A chaque mise à jour de Google (et la mise à jour « Phantom » intervenue début février n’a pas échappé à la règle), les commentateurs affichent très souvent dans leurs articles les courbes des différents « serpomètres » pour argumenter sur l’importance des mouvements constatés dans les pages de résultats (les SERPs)… Mais comment fonctionnent ces outils ? Que mesurent-ils exactement ?

Le fonctionnement des serpomètres

Les outils de type « serpomètre » mesurent l’évolution, jour après jour, des proportions de changement dans les classements des pages de résultats de Google, sur un échantillon de requêtes. Ils présentent cette évolution sous forme de courbe ou d’histogramme.

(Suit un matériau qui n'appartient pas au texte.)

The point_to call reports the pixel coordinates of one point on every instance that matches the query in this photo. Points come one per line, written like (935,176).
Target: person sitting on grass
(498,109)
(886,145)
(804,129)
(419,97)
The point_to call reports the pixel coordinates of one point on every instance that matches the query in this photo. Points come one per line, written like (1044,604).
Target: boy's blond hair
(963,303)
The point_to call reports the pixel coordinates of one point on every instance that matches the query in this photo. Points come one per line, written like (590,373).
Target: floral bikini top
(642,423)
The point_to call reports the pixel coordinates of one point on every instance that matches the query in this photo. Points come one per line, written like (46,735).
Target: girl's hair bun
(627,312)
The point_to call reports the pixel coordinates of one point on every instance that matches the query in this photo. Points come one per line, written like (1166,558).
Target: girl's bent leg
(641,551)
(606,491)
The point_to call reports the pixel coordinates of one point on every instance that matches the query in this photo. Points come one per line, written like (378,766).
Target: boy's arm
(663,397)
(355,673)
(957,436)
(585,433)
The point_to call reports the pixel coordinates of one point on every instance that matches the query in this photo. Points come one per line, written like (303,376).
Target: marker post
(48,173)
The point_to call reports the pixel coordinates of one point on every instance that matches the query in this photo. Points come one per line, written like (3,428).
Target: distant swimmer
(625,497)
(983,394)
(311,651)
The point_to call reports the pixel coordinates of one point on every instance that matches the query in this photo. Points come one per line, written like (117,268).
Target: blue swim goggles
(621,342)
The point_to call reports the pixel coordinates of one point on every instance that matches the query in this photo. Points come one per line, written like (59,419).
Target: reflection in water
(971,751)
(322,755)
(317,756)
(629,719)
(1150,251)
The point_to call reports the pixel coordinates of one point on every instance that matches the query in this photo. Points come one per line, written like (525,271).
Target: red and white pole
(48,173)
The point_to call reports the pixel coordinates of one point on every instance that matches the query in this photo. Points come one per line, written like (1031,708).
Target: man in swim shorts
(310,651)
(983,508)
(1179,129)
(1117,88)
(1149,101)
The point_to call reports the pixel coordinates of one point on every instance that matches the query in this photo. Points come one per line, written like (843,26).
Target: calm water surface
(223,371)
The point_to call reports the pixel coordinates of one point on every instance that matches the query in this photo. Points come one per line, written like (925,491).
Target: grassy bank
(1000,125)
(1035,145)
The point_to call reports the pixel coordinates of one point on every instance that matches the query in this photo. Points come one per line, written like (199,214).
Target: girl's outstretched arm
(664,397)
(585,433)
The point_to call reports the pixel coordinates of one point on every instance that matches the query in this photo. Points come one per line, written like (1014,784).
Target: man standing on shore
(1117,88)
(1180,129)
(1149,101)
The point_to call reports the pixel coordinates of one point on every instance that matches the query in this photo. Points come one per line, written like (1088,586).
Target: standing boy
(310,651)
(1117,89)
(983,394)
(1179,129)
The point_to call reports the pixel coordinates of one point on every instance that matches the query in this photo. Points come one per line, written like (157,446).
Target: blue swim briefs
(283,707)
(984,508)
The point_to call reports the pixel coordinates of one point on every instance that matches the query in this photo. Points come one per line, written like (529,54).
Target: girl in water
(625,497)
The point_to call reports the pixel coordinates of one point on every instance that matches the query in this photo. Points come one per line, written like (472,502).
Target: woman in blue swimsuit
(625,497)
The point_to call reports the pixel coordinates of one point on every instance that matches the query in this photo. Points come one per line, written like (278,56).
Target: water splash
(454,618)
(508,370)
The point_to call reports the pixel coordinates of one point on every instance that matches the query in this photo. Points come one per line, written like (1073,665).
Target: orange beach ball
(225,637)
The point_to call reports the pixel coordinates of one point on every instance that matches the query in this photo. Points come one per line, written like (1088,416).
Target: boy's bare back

En règle générale, la métrique utilisée n’est pas communiquée de manière brute, mais représentée par un « indice » qui masque la nature réelle de la mesure réalisée (la température de Mozcast, ou le Dailyroo d’Algoroo par exemple).

serpometre-1  L’outil Algoroo montre un pic de changements sur les SERPs le 1er février, et un autre plus fort le 9 février.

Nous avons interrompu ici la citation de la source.